In another deal, Iran awarded India development rights to a block in the North Pars gas field. Both countries have also pledged to explore joint investment projects in petrochemicals. All of these deals are now beset by uncertainty. Iran has already reneged on the previously contracted price for natual gas and is now demanding commercial rates. Even though Iran is apparently dragging its feet at present, it is unlikley to use oil as a weapon and withold supplies to India in case India continues to vote against it as that would be detrimental to Iran’s own commercial interests.
No international agreement with Iran will work in the long-term if it does not recognise its right to produce or process its own nuclear fuel under mutually agreed IAEA safeguards. This is not only a key clause of the NPT but was conceded in the Paris agreement signed in November 2004 by the EU-3 and Iran. The best way to ensure that Iran is never tempted to make nuclear weapons will be to address its security concerns and accommodate it as a major regional actor that is now showing increasing willingness to play a more responsible role in international affairs. 
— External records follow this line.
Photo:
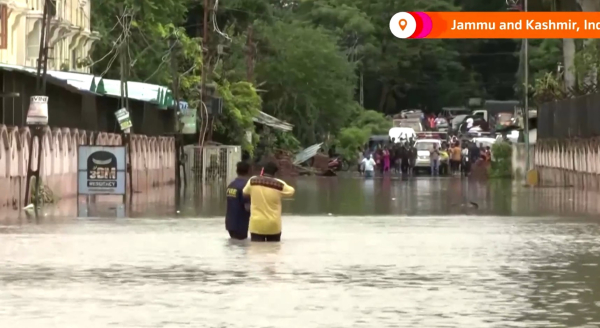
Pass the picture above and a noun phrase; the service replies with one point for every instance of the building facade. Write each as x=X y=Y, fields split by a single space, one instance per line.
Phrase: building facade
x=70 y=35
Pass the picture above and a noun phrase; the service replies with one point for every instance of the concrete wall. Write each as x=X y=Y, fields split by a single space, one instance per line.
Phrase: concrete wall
x=519 y=160
x=569 y=163
x=152 y=161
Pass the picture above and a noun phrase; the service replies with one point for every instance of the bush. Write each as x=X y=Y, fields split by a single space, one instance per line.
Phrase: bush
x=501 y=160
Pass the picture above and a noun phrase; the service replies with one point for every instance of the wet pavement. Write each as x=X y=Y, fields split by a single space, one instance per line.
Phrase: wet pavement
x=380 y=253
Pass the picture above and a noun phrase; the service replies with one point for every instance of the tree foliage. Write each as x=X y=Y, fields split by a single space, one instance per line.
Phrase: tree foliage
x=310 y=58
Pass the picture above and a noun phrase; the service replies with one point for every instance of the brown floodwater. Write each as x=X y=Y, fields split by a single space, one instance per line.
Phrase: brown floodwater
x=355 y=253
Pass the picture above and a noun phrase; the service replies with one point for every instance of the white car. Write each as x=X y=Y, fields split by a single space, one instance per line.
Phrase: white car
x=485 y=141
x=424 y=146
x=399 y=134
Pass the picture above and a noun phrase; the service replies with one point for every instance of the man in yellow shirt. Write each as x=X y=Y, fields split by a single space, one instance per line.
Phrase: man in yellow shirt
x=265 y=209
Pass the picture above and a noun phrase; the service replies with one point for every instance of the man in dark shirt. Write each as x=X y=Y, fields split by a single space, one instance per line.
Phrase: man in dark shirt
x=238 y=205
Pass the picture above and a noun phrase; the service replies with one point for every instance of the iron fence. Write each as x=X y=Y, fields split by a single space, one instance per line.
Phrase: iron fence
x=211 y=164
x=570 y=118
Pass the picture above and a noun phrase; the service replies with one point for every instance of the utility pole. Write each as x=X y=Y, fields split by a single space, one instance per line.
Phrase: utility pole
x=526 y=114
x=205 y=72
x=176 y=113
x=38 y=108
x=124 y=67
x=41 y=57
x=250 y=55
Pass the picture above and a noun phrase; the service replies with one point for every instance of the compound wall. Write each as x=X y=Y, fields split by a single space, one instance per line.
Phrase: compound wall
x=152 y=161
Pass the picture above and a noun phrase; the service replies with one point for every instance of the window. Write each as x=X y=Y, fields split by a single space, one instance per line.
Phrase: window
x=3 y=27
x=74 y=59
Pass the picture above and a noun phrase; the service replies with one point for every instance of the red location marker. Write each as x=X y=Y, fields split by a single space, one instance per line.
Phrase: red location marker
x=402 y=24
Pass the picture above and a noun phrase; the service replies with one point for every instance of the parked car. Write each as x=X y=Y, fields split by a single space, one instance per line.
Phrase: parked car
x=441 y=124
x=423 y=162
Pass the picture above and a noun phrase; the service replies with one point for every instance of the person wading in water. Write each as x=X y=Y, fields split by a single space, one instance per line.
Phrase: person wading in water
x=266 y=193
x=237 y=217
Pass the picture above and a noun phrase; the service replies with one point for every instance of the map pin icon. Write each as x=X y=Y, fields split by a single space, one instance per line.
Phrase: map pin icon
x=402 y=24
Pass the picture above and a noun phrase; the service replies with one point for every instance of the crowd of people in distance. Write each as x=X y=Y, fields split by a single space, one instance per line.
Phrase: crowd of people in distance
x=401 y=157
x=395 y=158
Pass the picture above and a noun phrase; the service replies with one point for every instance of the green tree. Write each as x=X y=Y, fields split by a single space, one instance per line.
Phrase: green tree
x=308 y=80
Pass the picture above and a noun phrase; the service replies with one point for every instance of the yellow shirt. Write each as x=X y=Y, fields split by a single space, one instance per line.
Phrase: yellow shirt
x=456 y=154
x=265 y=203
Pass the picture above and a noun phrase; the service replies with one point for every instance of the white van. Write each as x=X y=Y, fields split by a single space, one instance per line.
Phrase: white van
x=402 y=134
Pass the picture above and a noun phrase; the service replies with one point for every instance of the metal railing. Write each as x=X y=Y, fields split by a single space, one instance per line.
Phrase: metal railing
x=211 y=164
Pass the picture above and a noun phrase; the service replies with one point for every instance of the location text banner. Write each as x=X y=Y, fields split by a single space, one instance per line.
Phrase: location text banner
x=496 y=25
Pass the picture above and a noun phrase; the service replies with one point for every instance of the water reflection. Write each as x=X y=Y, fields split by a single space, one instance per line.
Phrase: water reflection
x=420 y=196
x=355 y=253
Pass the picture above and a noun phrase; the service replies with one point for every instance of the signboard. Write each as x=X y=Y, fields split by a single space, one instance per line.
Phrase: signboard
x=38 y=111
x=187 y=119
x=122 y=116
x=102 y=170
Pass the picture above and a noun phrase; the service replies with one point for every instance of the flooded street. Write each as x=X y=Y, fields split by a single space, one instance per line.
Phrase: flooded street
x=354 y=253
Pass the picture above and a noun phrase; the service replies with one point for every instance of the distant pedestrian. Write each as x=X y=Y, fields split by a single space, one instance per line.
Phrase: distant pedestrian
x=237 y=217
x=369 y=165
x=434 y=156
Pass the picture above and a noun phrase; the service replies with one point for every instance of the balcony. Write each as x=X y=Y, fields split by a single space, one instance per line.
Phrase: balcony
x=70 y=36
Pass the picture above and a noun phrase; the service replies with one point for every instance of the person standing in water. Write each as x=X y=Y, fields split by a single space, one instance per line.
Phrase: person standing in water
x=434 y=156
x=237 y=217
x=386 y=160
x=266 y=193
x=369 y=164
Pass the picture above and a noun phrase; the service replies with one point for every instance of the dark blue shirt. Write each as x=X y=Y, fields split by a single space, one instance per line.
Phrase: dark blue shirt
x=237 y=217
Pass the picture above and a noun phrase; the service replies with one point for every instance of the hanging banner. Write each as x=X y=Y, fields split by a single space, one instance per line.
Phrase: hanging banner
x=188 y=121
x=122 y=116
x=101 y=170
x=38 y=111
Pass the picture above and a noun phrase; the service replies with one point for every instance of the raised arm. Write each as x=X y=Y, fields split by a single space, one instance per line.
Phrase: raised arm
x=247 y=187
x=288 y=191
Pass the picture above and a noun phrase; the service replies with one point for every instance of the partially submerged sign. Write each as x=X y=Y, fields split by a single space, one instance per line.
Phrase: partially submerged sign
x=38 y=111
x=124 y=120
x=101 y=170
x=188 y=120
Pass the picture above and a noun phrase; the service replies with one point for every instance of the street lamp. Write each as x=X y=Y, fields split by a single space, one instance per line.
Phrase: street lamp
x=517 y=6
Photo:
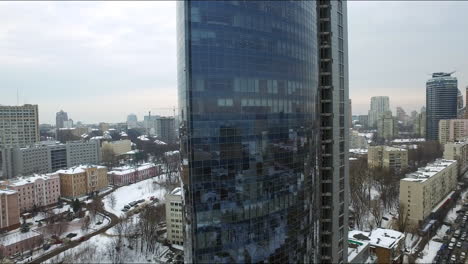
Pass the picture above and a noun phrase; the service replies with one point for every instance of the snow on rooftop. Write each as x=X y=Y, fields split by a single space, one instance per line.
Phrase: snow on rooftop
x=358 y=151
x=380 y=237
x=4 y=191
x=159 y=142
x=143 y=138
x=129 y=169
x=356 y=244
x=177 y=191
x=408 y=140
x=15 y=237
x=27 y=180
x=430 y=170
x=79 y=169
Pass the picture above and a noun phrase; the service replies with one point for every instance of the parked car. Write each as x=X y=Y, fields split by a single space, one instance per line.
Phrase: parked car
x=71 y=235
x=453 y=258
x=451 y=246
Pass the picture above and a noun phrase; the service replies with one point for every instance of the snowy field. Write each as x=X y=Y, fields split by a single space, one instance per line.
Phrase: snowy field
x=101 y=249
x=429 y=252
x=140 y=190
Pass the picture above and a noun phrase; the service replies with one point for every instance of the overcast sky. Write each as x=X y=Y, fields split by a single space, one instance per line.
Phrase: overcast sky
x=100 y=61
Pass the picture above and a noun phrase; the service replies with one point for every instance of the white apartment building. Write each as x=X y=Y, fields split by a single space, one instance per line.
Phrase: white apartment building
x=387 y=157
x=175 y=233
x=19 y=125
x=379 y=105
x=421 y=191
x=457 y=151
x=452 y=130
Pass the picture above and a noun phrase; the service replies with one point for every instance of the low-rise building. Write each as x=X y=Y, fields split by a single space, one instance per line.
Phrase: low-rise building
x=174 y=222
x=17 y=242
x=386 y=157
x=47 y=157
x=9 y=210
x=387 y=127
x=359 y=248
x=118 y=147
x=386 y=244
x=36 y=191
x=130 y=174
x=457 y=151
x=421 y=191
x=357 y=140
x=452 y=130
x=82 y=180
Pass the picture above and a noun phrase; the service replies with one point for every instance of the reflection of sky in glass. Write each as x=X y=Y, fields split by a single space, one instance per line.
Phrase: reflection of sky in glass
x=248 y=109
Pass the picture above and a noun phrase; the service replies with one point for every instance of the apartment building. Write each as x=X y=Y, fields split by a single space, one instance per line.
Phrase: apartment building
x=387 y=157
x=387 y=127
x=34 y=192
x=386 y=244
x=82 y=180
x=9 y=210
x=452 y=130
x=457 y=151
x=118 y=147
x=130 y=174
x=174 y=222
x=422 y=190
x=47 y=157
x=19 y=125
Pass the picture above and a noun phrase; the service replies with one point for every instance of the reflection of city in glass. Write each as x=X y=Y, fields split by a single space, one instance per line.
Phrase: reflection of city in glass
x=248 y=83
x=441 y=102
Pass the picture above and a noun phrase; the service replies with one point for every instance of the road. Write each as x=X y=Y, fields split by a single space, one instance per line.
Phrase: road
x=114 y=220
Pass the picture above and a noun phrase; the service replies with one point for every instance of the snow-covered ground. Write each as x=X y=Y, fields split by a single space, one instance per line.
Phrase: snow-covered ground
x=100 y=249
x=140 y=190
x=429 y=252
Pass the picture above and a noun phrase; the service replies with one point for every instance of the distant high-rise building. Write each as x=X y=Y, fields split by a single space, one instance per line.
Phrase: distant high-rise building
x=459 y=100
x=248 y=89
x=165 y=129
x=379 y=105
x=452 y=130
x=419 y=124
x=19 y=125
x=363 y=120
x=441 y=102
x=132 y=121
x=387 y=127
x=60 y=118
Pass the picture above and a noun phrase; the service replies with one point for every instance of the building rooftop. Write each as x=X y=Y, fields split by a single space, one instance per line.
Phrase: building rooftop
x=380 y=237
x=17 y=236
x=408 y=140
x=177 y=191
x=430 y=170
x=79 y=169
x=129 y=169
x=356 y=244
x=4 y=191
x=27 y=180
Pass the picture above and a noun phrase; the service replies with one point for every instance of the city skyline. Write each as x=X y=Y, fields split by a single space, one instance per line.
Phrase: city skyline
x=123 y=61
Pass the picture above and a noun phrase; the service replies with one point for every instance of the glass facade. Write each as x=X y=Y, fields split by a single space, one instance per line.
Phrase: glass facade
x=248 y=82
x=441 y=102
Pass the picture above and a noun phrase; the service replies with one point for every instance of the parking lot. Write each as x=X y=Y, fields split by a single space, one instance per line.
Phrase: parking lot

President Ahmadinejad’s recent overtures have led to prospects of direct talks with the US and Iran may yet prefer to integrate itself with the globalising world to gain in economic and technological terms even though it may lose the capacity to develop its own nuclear weapons, rather than opt to be isolated from the international community. The international community is clear that a civil nuclear energy programme that bestows enrichment capability on a state ruled by a hard-line nationalist regime and one that has been an active state sponsor of terrorism, is a threat to peace and stability and must be curtailed or at least subjected to an intrusive safeguards regime. India must go along with the international community in seeking such an arrangement. 
However, India cannot wish away the crippling impact that economic sanctions and, even worse, military strikes on Iran will have on its energy security and its trade in the region. India must balance the concerns of the international community about Iran’s nuclear ambitions by calling on Iran to respect its treaty obligations under the NPT and IAEA safeguards and give up the pursuit of nuclear weapons. On their part, the Western powers must realise that India can play a positive role in the early resolution of this knotty crisis.
Gurmeet Kanwal is Senior Fellow, Centre for Air Power Studies, New Delhi.